KitemanSA wrote:Hmm, I always pictured the ions as going much more slowly at max KE than the electron, maybe almost as slowly as the electrons at min KE.  Does anyone know the velocities off hand?
Taken from Bussard's comments for WB6. With a potential well of ~ 10 KeV the electrons had a speed of ~ 1 billion cm/s or ~ 10 million M/s. The ions have the same KE, but the speed is KE=1/2 MV^2, so the velocity difference is ~ the square root of the mass difference. The deuterium ion has a mass of ~ 7200 times that of the electron so the speed would be ~ 1/85th or rounded down to ~ 100,000 M/s.
These numbers could be calculated directly, but I generally use my recollection of Bussard's statement.  I'm uncertain though  if he was using the average velocity, the maximum velocity, etc. so I consider the numbers ball park close and of course dependent on where the charged particle is in the potential well at the time.  
In WB 6 with 100,000 electron passes before loss equates into a travel distance of ~ 20-30 KM and the lifetime was a few milliseconds. That works out to ~ 10 KM/ms or 10 million M/S average velocity for the electrons. 

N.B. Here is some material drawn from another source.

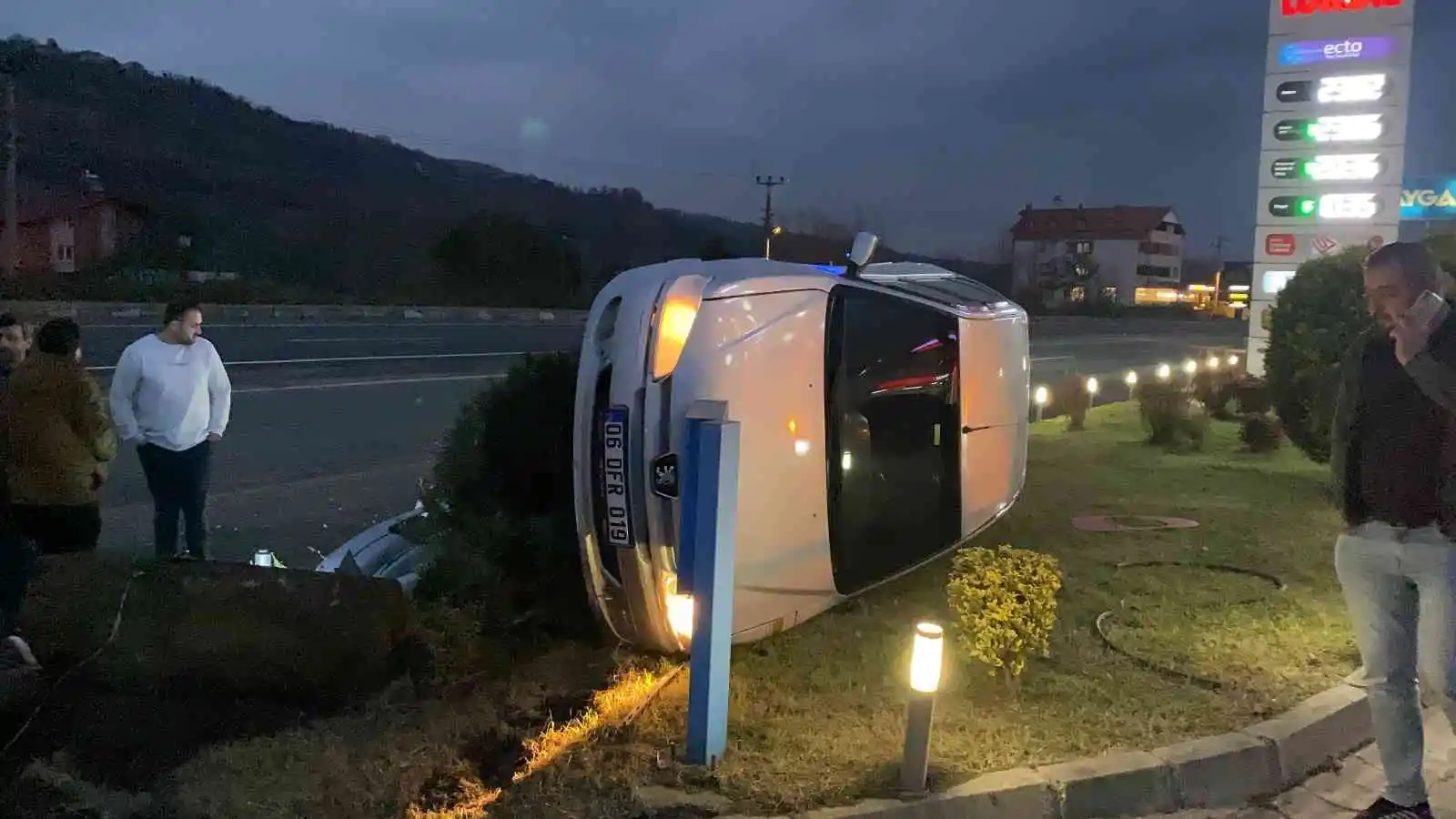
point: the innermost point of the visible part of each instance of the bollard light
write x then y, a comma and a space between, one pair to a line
926, 656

If you take statements of ~ 20 ms lifetime for the ions (read that somewhere) and multiply that by the average (?) velocity of 100KM/s, then the ion would travel ~ 2 KM. That would be ~ 10,000 passes in WB6. This is similar to what Bussard said was required for a chance for fusion to occur (50% chance, 90% chance?).  

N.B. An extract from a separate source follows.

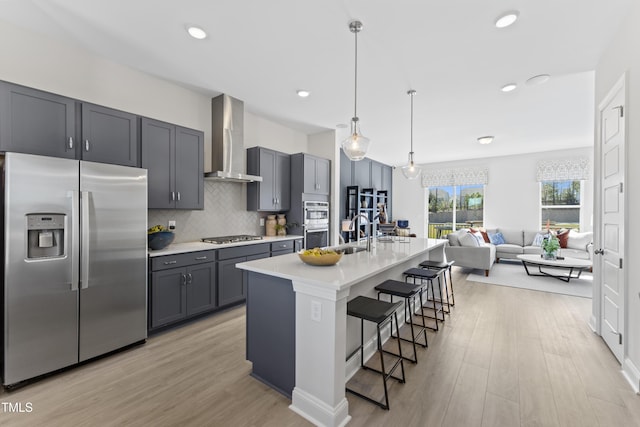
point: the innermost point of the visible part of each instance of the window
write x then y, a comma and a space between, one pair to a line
560, 203
455, 206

This can be compared to ChrisMB's number of ~ 300,000 KM travel distance needed (or at least my recollection of a few hundred thousand KM) in a Tokamak to achieve good chances of fusion.  Using the density difference between the two machines of 100-1000X and the fusion rate scaling as the square of the density means that in the Polywell, the confinement time in terms of ion travel distance needs to be only ~ 1/10,000th the distance or less. That would be ~ 30 KM, or as little as 0.3 KM. This shows that the ion confinement claims are consistant with sucessful fusion rates - the all important Triple Product.  Confinement times per fusion event is similar, though the raw numbers are way different.   This does not include thermalization distribution differences and possibly confluence, which would only help the Polywell picture, and is reflected in Nebel's estimate that the Polywell is ~ 60,000 times as energy dense as the Tokamak- at least the current low Beta Tokamak. If someone can develop a higher Beta Tokamak the numbers would change accordingly, but the Triple Product is a constant.  
Dan Tibbets
 
			
			
									
									To error is human... and I'm very human.